Because you can just run your carpet-making factory, making white carpet and then, let's say that blue and red carpets are the current fashion and everyone wants blue and red, you can dye them afterwards using exactly the same technique.

So this carpet, which has three shades of one colour and two shades of another, has fibres that are specially modified on their surface to interact with those dyes that give you blue and red.
So they take those up and they leave the others behind.

Now, carpets are great, but they're on the floor, right, and what happens to them?

[Tony empties contents of vacuum cleaner on to carpet.] Well, they get covered - all this stuff get sucked out.
So if we grind it in, right - [laughter] - you can see what happens.

[Speeded-up shots of people walking over carpet.] Now when you guys came into the lecture theatre, you came through a doorway and a month ago we put a carpet down in the door.

And the carpet was originally this colour and as it got walked over - then out came this writing. [Tony holds up section of carpet with writing on.]
How did that happen?
Muddy feet go over it, it's yellow to start with and all of a sudden yellow writing comes out of a dirty background.

In actual fact there's as much dirt in the clean part as there is in the dirty part.
And all the mums and dads upstairs are wondering where they can get a carpet - [laughter] - like the clean part.

Well what happens is, these fibres are round, like this one at the bottom and the round fibre acts like a magnifying glass.

[Shot of perspex model showing word 'sporco'.] Are there Spanish speakers in the house?
And what does 'sporco' mean?
It means 'dirt' - right, so you can see the dirt through the lens.
And so the carpet manufacturers thought, well if we can make the fibres scatter the light, you won't be able to see the dirt that's behind.
So they put something in that made the image of the dirt become a little more blurred.

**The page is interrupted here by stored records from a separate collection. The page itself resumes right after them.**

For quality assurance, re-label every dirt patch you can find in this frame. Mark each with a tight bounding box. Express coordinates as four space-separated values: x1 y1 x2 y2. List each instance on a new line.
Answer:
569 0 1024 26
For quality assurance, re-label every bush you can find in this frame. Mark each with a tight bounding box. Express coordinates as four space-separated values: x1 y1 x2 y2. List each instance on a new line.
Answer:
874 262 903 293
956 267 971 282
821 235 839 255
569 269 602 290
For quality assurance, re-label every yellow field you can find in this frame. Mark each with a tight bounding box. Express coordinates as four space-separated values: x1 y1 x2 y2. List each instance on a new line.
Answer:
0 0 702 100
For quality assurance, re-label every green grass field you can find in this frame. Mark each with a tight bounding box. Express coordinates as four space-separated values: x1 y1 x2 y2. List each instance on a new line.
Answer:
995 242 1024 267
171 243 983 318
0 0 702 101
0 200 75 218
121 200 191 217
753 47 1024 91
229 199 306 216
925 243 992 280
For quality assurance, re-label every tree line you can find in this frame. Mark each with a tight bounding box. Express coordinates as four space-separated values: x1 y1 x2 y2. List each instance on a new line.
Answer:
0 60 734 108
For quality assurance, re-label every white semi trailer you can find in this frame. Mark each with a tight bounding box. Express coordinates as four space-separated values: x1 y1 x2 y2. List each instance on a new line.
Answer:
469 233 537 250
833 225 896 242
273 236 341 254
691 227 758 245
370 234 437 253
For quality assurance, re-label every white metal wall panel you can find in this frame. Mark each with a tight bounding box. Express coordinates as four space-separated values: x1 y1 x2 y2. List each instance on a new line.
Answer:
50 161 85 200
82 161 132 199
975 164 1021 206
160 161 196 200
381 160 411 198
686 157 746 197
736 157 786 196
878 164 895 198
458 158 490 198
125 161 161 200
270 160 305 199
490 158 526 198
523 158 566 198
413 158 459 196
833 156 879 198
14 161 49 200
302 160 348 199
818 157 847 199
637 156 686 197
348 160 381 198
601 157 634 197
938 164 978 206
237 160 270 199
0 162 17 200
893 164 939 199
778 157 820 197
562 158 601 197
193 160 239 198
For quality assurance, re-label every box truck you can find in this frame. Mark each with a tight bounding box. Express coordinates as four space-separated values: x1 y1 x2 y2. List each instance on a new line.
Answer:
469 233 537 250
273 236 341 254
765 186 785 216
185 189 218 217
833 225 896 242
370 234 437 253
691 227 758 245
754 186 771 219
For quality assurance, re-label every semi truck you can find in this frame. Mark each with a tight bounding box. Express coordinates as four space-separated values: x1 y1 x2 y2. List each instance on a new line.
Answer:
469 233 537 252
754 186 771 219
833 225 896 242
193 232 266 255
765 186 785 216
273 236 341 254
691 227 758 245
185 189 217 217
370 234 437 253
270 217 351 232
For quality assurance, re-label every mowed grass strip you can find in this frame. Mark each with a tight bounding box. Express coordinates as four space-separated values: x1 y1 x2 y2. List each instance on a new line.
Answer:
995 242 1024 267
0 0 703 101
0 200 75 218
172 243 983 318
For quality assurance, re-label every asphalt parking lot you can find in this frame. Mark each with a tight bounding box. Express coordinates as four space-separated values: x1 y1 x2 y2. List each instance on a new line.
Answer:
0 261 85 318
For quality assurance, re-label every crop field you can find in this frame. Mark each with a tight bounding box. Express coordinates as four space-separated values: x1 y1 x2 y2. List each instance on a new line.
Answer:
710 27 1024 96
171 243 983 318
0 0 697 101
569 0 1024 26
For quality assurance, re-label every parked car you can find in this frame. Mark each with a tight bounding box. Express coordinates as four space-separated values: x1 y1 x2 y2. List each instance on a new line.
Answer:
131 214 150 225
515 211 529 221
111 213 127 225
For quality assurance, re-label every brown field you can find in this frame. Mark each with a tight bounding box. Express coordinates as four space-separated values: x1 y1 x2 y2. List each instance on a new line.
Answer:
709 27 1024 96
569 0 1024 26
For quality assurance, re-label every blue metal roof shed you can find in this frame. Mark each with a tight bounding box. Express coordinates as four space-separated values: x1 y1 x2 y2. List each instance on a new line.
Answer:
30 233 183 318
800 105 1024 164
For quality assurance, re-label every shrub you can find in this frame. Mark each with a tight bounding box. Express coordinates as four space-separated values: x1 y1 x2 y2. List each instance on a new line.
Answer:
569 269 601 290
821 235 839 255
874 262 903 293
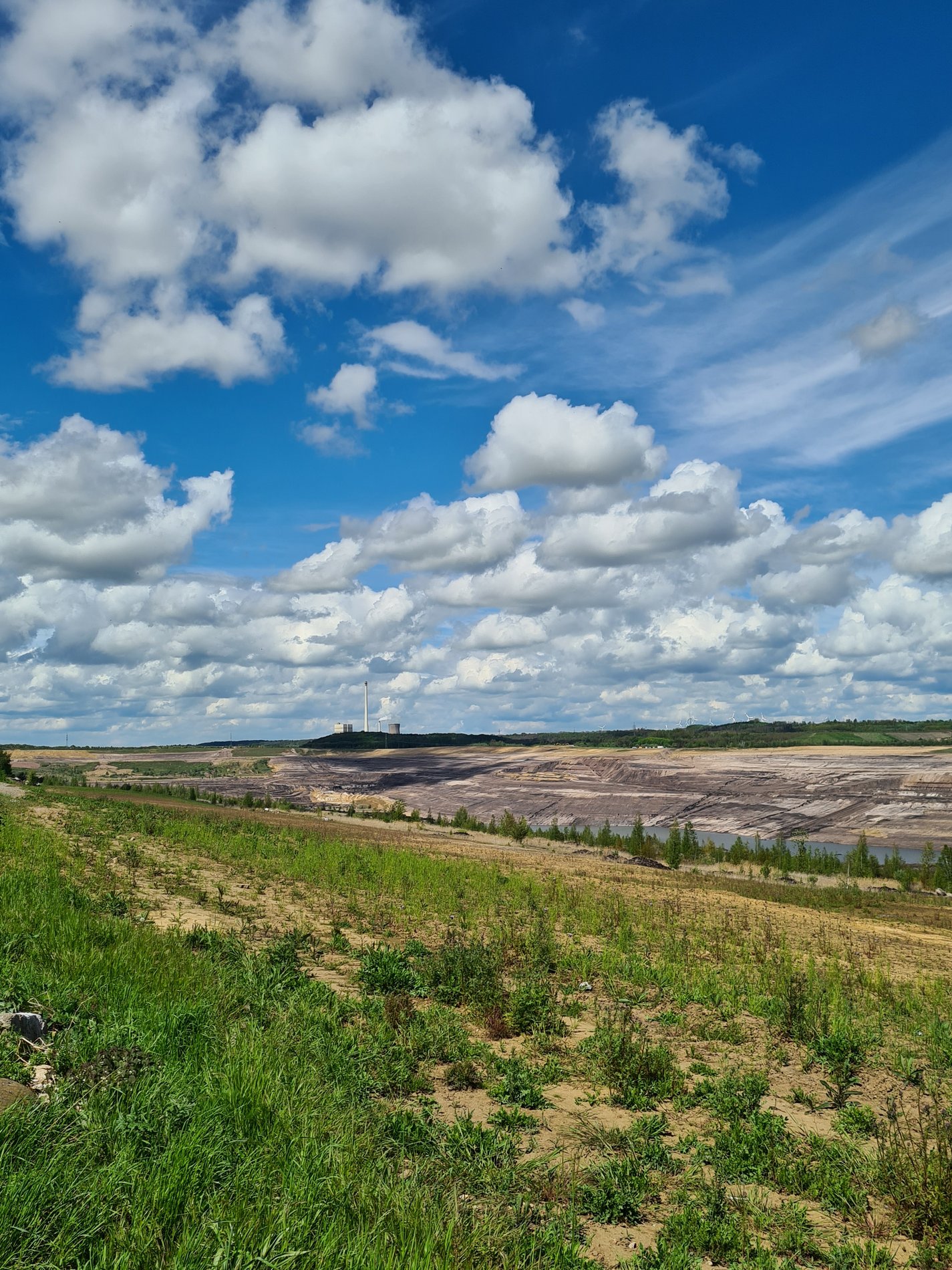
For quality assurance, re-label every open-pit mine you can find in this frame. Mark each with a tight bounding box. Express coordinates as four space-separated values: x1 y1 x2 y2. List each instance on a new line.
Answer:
14 745 952 848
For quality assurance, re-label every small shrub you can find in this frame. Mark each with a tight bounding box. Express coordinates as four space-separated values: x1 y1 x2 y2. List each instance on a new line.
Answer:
383 992 416 1031
330 926 350 952
419 934 505 1007
490 1055 551 1112
826 1239 896 1270
811 1026 866 1110
832 1102 877 1138
580 1010 684 1112
629 1181 756 1270
708 1112 794 1185
693 1072 770 1123
357 944 424 996
509 978 569 1036
381 1108 440 1156
447 1058 484 1090
482 1005 513 1040
70 1045 152 1088
876 1092 952 1239
577 1156 659 1222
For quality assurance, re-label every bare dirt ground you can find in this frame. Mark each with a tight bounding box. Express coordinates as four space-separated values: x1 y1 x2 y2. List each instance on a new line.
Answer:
272 747 952 846
13 747 952 848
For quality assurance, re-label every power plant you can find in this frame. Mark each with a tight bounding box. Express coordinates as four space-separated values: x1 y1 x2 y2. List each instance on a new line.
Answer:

But that didn't help with the long-life properties of the carpet.
So then they developed a fibre that rather than being round was like a 'y' shape and if I can just, there, you can see you get multiple images of the dirt from this, so the light's being scattered and you actually see more of the fibre than you do of the dirt.

But the solution to the problem which is now you can hardly see the dirt at all, right, there's no 'sporco' to be seen.
And in here the fibres have holes running down the middle.
So this fibre isn't a fibre at all - it's a series of tubes of air and those tubes of air scatter the light.
[Tony reels out roll of bin liners.] So we've seen how there are lots of fibres that are made from polymers, but the majority of polymer gets used to make film and we see it everywhere.